Overall, the Disney-era trilogy did a lot of things right, perhaps in no more important way than by restoring the feel of George Lucas’ original trilogy. Like “Force Awakens” and “Last Jedi,” “Rise of Skywalker” captures a sense of gritty outer space fantasy and fun that the plastic prequel films from the early 2000s could never achieve. But in the same way “Force Awakens” was really a soft reboot of 1977’s “A New Hope,” key elements of “Rise of Skywalker” ultimately feel like a mirror of 1983’s “Return of the Jedi,” and the final trilogy feels a little too dependent where it could have stood on its own.

Writing as a lifelong “Star Wars” fan, for most audiences, the cracks won’t be a problem; “Star Wars: The Rise of Skywalker” is a lot of fun, a genuine achievement and a great way to spend a couple of hours at the theater.
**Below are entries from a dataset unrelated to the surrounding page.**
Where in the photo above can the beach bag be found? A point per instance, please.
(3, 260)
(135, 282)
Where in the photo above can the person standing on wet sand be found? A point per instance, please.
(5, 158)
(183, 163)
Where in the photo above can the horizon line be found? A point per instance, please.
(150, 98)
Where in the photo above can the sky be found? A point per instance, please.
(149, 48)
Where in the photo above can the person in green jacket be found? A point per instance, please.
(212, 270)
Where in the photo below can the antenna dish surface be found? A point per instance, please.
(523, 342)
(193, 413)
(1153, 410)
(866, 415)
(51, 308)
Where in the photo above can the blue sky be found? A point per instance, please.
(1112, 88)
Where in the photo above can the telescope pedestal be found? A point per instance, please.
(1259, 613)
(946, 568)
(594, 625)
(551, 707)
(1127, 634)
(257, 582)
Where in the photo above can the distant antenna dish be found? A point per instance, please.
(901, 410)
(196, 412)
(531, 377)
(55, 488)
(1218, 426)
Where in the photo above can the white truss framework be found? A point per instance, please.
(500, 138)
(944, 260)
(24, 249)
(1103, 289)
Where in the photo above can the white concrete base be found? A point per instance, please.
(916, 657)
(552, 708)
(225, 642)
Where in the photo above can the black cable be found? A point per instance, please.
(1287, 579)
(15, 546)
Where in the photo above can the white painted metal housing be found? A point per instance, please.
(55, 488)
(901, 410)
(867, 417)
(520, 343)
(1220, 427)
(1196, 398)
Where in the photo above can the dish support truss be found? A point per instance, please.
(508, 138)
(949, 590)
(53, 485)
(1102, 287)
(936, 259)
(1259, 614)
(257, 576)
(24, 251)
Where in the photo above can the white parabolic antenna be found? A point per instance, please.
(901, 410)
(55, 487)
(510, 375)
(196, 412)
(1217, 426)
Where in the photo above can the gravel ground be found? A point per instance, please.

There’s certainly nothing wrong with a kick of nostalgia from time to time, and it’s always nice to take a trip to a galaxy far, far away. But once the stardust settles, we’ll probably still admit that the original trilogy is just never going to be matched.

Rating explained: “The Rise of Skywalker” is rated PG-13 for considerable sci-fi action violence and some frightening imagery that could be too intense for younger “Star Wars” fans.